Agenda item

Review of Proposals for a Unitary Structure of Local Government for Leicestershire.


The Commission considered a report setting out the findings of its examination of the County Council’s proposals for a unitary structure for local government in Leicestershire.  A copy of the report marked ‘Agenda Item 9’ is filed with these minutes.


In introducing the report, the Chairman reminded members that the report did not make any clear recommendations but set out the findings from the evidence that had been gathered and issues which the business case should address.


Arising from discussion the following points were raised:-


(i)          The Commission indicated its support for the report, which presented an objective and balanced view of the evidence that had been considered.  Whilst a consensus on the way forward had not been reached, the discussions to date had enabled members to develop a greater understanding of the outline proposals and had identified some pitfalls to avoid.


(ii)         There was a general recognition of the need for change and for a more streamlined approach to local government in Leicestershire.  However, members of the Commission would welcome greater consideration of options to share services between the County Council and District Councils.


(iii)       Some concern was expressed that the Commission had not undertaken a detailed exploration of the option of two unitary authorities for Leicestershire.  It was hoped that the business case would include more detail on the options.  A further view was expressed that the proposal for a unitary structure of local government in Leicestershire should be abandoned.


(iv)       It was noted that the Government’s criteria for unitary proposals included the need for a population substantially in excess of 300,000.  However, guidance on the upper size limit had not been issued.  It would be useful to explore issues relating to size further; a single unitary authority for Leicestershire would have a population that was more than double the lower limit in the criteria.


(v)        It was reported that staff in district councils were feeling unsettled by the proposals and a member suggested that a clear message should be sent to them regarding the process and how staffing issues would be addressed if the proposals progressed.


(vi)       It was noted that the County Council’s financial situation remained challenging and that there was still no clarity around the outcome of the national fairer funding review.  Some members could see logic behind the concept of a single tier of local government for Leicestershire but felt that the economic and local factors, including why some councils had abandoned unitary proposals, had not been sufficiently investigated.


(vii)     A member suggested that the financial case for change should include a greater level of detail than had been presented to date.  Comparisons made with the level of savings that existing unitary authorities had achieved should also be put in the context of the savings that the County Council had already achieved through austerity.


(viii)    Some concern was expressed that the ‘transition then transformation’ approach did not give a clear picture of what the future organisation would ultimately be like and that this resulted in prolonged uncertainty for staff.

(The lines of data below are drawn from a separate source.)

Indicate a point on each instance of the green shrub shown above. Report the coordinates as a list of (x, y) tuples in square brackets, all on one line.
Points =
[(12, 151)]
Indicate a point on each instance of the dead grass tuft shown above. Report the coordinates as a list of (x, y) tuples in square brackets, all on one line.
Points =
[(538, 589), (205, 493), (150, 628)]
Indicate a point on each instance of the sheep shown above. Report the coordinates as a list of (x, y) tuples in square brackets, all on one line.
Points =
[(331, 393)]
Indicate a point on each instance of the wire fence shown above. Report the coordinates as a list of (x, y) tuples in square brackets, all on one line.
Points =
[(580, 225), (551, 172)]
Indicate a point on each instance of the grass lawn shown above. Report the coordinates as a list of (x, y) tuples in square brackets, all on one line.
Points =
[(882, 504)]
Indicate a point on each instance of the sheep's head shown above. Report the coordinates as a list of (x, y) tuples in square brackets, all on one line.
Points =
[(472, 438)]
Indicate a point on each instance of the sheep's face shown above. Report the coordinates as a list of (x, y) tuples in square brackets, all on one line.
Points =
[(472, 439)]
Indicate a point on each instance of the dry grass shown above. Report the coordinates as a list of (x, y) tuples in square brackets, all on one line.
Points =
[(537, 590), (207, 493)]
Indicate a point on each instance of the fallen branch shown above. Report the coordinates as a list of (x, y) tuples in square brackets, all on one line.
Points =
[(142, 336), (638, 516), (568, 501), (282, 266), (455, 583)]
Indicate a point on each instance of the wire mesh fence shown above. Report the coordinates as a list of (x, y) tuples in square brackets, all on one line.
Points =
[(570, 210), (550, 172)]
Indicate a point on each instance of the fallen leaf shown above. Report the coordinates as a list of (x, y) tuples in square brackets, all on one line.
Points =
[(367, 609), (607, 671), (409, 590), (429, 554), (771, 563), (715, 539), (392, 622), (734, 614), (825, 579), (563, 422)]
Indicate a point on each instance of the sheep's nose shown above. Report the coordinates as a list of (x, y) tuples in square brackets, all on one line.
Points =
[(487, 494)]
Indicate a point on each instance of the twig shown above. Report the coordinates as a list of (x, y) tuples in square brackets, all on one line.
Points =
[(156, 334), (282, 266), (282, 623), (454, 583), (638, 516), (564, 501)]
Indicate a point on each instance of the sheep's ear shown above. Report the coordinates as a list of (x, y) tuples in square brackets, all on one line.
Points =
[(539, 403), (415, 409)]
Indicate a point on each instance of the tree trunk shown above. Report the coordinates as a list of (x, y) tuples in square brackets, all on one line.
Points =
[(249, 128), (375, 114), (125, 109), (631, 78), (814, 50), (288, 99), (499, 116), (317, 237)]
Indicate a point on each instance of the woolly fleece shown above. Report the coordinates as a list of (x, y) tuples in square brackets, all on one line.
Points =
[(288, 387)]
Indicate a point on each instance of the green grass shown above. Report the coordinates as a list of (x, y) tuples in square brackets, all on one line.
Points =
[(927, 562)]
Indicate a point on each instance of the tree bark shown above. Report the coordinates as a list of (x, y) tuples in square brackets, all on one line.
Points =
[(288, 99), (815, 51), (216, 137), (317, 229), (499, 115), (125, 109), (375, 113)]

(ix)       If a new unitary authority was created for Leicestershire, it would need a culture that enabled it to engage with communities in a meaningful way.


(x)        Some members emphasised the importance of being open-minded and of concentrating on what would best deliver services for the people of Leicestershire.  It was recognised that the national direction of travel was to move towards a unitary structure for local government and that the local focus ought not to be on preserving structures.




That the report and comments now made be submitted to the Cabinet for consideration at its meeting on 29 March 2019.